OCaml for Dark developers

This guide aims to introduce you to enough OCaml to contribute to Dark, assuming you already know Dark.

Some simple OCaml code

Dark and OCaml are very similar. Here's an OCaml function:

let someFunction (intArgument : int) : string =
let aString = "myString" in
let anInt = 65 + intArgument in
let aFloat = 6.72 in
anotherFunction aString anInt aFloat

This is a function called someFunction, which takes one argument, an int called intArgument, and returns a string. Three variables are defined in the body, first a string, then an int, then a float, and finally we call the anotherFunction function with all three parameters as arguments.

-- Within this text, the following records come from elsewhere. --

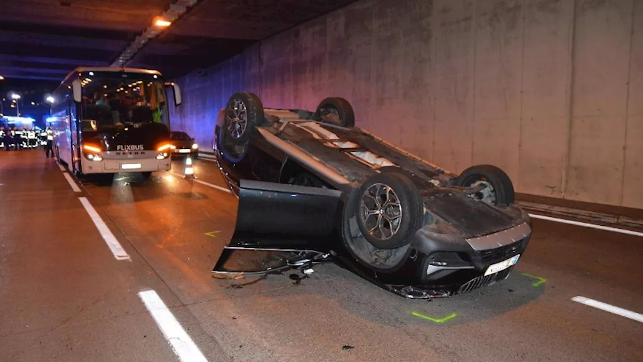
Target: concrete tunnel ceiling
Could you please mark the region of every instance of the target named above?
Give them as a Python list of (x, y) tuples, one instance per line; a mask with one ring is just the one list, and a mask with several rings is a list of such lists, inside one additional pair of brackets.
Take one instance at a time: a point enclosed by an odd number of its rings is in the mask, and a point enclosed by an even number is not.
[[(109, 66), (177, 1), (0, 0), (0, 75), (51, 84), (77, 66)], [(173, 78), (354, 1), (197, 0), (125, 65)]]

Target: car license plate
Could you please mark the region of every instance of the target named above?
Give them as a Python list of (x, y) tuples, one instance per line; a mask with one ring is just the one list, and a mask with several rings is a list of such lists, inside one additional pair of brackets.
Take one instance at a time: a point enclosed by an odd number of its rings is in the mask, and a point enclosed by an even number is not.
[(121, 169), (136, 169), (141, 168), (141, 164), (121, 164)]
[(495, 264), (491, 264), (487, 268), (487, 271), (484, 272), (485, 275), (490, 275), (492, 274), (496, 273), (499, 271), (503, 271), (507, 268), (514, 265), (518, 262), (518, 258), (520, 258), (520, 254), (518, 254), (515, 256), (512, 256), (507, 260), (503, 260), (500, 263), (496, 263)]

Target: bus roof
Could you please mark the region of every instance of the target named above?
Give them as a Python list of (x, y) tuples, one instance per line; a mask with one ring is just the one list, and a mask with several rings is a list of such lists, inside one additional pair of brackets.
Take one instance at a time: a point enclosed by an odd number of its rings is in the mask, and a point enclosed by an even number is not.
[(83, 71), (125, 71), (127, 73), (144, 73), (145, 74), (156, 74), (161, 75), (161, 72), (158, 70), (150, 69), (140, 69), (138, 68), (120, 68), (118, 66), (79, 66), (71, 71), (65, 77), (60, 83), (64, 83), (68, 78), (74, 74)]

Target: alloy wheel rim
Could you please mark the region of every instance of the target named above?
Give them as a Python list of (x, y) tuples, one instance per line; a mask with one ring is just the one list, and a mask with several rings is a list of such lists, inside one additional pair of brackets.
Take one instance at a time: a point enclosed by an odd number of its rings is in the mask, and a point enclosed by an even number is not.
[(371, 236), (380, 240), (392, 238), (399, 231), (402, 205), (397, 194), (385, 184), (374, 184), (362, 194), (359, 217)]
[(228, 131), (231, 136), (239, 138), (246, 132), (248, 127), (248, 110), (246, 104), (240, 99), (235, 99), (228, 107)]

In Dark this would be written:

someFunction
intArgument : Int
↪ String
let aString = "myString"
let anInt = 65 + intArgument
let aFloat = 6.72
anotherFunction aString anInt aFloat

As you can see, apart from how the function is written, the only difference is that let statements in OCaml have an in at the end of the line.

Dark vs OCaml

OCaml is a very large influence on Dark, and Dark will continue to grow some more of OCaml's features. We'll discuss the similarities and differences as we go through language features.

Syntax

Since Dark doesn't let you type syntax, it doesn't have syntax errors. OCaml has syntax errors, and the error messages are not good. I tend to make sure that my code syntax checks by running oCamlformat in my editor on save: if it reformats, then the syntax was good.

Types

OCaml is a strongly typed-language. Dark aspires to be, but it doesn't have a type-checker yet. This shows the biggest difference in working in OCaml, that the compiler will refuse to compile if the types are wrong.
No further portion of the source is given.